Capítulo veinte
—Déjame a mí —gruñó Houndaer.
Con la cimitarra presta, se acercó a Ryld.
El maestro de Melee-Magthere trató de levantarse y no pudo. Desde sus tiempos de estudiante en la Academia y durante todos los años siguientes había estudiado técnicas para trascender el dolor, pero nunca había sentido nada comparable al golpe invisible que el alhún le había propinado. Era como si una lanza le hubiera atravesado la cabeza.
—No —ordenó Syrzan, que acababa de salir del trance.
—¿No? —Houndaer se volvió hacia él—. Estabas en lo cierto sobre ellos. Eso es obvio.
—Confío en que recordarás que mi criterio es superior —le replicó el ilita, agitando los tentáculos—. Pero, ya que están aquí, servirán a nuestra causa, tal como tú esperabas que hicieran. Sólo hay que remodelar sus mentes.
El bardo enarcó una ceja.
—¿Puedes hacer eso? —inquirió.
—Sí, pero no instantáneamente ni ahora.

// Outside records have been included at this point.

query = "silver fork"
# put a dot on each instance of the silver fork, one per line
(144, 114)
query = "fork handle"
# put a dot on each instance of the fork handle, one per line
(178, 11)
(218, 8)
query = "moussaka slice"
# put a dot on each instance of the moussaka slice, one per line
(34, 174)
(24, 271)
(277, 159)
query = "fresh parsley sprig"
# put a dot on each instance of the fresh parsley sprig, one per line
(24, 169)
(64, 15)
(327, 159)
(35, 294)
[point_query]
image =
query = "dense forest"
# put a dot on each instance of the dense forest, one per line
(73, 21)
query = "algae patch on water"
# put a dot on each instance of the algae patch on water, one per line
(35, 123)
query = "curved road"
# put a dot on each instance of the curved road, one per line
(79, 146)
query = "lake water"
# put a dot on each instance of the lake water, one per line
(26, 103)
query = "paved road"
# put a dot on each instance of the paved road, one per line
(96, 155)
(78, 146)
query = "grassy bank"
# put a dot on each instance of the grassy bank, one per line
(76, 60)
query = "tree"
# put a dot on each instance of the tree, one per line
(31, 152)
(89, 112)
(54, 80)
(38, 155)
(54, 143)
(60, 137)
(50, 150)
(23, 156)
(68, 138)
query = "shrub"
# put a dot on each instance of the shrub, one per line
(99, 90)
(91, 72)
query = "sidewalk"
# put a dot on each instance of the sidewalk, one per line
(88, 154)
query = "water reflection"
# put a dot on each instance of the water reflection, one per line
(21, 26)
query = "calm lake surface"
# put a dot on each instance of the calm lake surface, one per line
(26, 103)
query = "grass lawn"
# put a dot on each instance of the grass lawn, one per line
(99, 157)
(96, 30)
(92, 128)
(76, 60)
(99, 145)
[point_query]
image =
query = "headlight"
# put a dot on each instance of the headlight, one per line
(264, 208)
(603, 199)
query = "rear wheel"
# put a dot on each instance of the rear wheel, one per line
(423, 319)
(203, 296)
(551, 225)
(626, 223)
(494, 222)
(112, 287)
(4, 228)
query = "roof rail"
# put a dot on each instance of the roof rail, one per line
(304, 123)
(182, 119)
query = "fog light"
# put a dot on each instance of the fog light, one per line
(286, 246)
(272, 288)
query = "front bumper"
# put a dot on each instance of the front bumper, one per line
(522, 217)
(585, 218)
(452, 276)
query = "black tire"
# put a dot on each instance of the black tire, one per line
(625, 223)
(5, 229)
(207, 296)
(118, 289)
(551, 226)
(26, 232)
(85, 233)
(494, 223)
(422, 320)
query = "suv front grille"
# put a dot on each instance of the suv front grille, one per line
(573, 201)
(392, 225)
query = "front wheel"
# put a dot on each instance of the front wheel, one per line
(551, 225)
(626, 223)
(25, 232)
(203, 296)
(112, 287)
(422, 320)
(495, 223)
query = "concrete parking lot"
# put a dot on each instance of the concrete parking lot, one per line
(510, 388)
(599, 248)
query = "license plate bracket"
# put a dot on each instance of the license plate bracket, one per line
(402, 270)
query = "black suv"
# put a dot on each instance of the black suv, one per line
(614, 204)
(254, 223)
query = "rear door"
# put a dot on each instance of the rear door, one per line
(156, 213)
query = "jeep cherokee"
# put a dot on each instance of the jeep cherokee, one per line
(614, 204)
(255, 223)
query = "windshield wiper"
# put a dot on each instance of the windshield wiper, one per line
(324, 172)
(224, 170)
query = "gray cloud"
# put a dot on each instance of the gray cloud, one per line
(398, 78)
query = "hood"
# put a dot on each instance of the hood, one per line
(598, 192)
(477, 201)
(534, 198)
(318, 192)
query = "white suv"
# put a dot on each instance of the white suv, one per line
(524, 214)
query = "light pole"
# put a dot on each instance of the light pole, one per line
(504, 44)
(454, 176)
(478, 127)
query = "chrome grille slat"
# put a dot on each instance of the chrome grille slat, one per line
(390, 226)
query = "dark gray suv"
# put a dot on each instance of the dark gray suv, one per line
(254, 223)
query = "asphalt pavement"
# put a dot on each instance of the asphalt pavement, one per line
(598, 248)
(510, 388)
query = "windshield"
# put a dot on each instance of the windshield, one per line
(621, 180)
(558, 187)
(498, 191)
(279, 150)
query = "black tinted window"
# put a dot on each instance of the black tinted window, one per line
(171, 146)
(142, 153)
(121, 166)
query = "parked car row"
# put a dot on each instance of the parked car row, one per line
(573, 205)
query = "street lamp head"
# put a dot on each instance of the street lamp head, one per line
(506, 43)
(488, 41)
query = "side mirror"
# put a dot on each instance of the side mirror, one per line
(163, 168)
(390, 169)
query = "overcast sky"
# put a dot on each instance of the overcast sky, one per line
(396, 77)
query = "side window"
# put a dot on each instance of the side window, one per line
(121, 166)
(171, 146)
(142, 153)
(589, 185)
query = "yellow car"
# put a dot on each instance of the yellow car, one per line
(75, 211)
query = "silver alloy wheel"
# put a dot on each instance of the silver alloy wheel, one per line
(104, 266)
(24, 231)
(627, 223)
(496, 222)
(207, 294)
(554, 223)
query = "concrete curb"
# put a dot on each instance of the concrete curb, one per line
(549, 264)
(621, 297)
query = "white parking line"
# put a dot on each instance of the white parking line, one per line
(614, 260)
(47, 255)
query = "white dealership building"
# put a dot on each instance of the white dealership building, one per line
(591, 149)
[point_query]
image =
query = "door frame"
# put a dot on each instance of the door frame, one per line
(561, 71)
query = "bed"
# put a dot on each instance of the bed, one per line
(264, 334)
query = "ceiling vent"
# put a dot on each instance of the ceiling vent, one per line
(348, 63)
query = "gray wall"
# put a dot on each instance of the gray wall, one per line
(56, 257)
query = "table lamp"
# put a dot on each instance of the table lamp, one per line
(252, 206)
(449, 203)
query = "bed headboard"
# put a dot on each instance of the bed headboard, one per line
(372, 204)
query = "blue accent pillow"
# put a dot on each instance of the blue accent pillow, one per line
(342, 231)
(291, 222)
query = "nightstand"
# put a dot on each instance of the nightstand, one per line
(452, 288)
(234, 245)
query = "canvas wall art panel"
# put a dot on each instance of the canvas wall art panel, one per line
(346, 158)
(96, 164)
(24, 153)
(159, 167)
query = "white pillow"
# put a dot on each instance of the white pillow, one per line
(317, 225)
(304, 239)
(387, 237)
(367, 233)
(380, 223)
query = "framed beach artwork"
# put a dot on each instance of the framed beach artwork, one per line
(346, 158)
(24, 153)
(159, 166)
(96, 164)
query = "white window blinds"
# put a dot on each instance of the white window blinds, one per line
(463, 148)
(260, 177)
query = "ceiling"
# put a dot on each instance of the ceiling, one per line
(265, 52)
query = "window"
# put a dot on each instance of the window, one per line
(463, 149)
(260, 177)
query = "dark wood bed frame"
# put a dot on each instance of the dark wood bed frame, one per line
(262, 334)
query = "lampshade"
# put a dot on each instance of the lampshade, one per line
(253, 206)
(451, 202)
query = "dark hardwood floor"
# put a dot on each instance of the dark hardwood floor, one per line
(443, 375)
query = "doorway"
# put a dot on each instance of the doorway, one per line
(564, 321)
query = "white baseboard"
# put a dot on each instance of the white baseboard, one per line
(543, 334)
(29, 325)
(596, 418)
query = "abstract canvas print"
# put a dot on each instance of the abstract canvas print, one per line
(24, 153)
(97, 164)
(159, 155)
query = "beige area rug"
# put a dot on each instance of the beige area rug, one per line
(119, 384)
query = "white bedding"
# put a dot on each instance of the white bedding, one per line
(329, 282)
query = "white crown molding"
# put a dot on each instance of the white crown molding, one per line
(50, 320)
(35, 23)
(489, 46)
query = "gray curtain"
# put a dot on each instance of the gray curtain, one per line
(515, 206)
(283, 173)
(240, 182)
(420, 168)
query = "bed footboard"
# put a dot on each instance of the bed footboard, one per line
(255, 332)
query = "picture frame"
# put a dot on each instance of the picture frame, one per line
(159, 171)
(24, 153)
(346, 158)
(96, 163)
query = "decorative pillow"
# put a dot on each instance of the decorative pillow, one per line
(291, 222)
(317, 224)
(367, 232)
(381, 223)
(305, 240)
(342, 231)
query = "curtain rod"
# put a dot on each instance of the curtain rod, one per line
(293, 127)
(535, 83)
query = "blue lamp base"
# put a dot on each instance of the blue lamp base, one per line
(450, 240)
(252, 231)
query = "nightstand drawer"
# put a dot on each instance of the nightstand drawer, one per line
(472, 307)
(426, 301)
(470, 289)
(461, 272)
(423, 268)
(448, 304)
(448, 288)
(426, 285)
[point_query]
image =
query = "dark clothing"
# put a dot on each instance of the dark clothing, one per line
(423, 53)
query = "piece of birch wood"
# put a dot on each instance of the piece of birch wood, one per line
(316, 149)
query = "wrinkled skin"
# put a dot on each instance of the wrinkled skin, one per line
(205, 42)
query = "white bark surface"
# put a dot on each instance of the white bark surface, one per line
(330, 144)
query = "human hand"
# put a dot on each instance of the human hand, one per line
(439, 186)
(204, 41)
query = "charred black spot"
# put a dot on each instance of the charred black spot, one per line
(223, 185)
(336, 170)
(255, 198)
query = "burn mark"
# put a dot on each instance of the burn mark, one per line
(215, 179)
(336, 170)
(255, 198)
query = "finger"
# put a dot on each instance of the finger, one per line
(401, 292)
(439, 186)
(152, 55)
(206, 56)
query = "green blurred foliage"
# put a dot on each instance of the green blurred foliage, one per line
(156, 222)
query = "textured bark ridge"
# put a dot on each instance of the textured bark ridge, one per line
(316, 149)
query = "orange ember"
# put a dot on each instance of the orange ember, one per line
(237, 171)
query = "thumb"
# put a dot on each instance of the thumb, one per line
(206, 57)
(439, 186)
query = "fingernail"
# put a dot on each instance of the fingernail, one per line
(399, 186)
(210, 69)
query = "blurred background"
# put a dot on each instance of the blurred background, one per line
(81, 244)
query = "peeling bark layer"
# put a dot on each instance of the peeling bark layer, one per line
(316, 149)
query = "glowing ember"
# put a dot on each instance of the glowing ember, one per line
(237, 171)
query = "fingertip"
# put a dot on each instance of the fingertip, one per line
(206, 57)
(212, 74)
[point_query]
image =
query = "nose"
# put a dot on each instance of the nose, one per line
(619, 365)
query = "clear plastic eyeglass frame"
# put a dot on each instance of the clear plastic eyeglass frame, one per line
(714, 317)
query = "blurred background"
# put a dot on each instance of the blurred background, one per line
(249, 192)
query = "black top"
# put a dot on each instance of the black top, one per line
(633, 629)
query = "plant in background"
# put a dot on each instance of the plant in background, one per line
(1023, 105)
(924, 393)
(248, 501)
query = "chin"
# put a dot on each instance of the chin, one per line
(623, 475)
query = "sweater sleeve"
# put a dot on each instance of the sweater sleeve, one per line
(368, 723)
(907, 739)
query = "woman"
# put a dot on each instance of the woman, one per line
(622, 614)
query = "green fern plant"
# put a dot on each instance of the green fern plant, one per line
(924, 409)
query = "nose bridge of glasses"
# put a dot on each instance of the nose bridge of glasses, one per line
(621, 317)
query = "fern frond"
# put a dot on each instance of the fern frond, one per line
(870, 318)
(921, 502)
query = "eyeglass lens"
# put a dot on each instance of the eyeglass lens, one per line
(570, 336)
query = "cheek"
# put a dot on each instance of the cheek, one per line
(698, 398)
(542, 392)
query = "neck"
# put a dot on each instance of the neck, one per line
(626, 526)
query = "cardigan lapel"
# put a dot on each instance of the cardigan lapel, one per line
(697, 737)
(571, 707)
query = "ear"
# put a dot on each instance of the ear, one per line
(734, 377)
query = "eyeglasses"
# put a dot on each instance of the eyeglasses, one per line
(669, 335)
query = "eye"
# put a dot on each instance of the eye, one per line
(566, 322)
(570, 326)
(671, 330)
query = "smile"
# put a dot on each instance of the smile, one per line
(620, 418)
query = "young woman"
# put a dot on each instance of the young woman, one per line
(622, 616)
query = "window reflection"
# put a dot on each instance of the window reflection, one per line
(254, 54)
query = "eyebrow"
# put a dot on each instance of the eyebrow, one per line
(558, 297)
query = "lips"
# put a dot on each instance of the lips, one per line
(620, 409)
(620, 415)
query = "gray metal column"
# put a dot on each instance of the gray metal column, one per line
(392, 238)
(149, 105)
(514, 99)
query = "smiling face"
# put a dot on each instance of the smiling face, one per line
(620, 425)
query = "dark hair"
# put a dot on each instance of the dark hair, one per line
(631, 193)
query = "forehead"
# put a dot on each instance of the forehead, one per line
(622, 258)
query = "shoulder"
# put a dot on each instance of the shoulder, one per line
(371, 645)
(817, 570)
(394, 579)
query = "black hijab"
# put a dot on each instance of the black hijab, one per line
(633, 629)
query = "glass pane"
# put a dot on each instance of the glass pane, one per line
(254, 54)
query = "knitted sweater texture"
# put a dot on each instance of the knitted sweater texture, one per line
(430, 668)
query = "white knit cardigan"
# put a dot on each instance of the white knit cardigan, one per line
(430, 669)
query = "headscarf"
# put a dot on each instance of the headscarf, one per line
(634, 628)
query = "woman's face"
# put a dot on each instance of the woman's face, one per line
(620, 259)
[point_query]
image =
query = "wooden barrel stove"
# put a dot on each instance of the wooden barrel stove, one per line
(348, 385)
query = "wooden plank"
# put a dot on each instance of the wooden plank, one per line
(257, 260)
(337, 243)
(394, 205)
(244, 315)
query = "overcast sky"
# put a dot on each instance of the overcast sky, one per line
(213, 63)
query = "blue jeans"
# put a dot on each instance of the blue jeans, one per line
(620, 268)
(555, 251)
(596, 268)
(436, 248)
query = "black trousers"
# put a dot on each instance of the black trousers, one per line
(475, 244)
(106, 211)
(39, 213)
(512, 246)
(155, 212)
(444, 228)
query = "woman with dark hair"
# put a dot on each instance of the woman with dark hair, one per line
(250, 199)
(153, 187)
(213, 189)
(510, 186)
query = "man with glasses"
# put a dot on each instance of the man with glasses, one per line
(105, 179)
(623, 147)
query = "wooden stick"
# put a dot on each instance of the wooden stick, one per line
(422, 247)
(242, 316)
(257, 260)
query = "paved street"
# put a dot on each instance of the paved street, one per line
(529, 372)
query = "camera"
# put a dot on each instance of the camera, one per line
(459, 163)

Necesito ahorrar fuerzas para lanzar la llamada.
Acto seguido, le quitó al inconsciente Pharaun el anillo de plata de uno de sus dedos.
—De momento encerradlos —ordenó.
—De acuerdo —dijo Tsabrak—. Espero que hagas lo necesario para que podamos controlarlos.
Dicho esto, también él avanzó hacia Ryld.
El maestro de armas pugnó una vez más por levantarse, pero alguien le dio en la cabeza con la parte plana de una espada, con lo que las fuerzas le abandonaron del mismo modo que el vino se vierte de una copa volcada.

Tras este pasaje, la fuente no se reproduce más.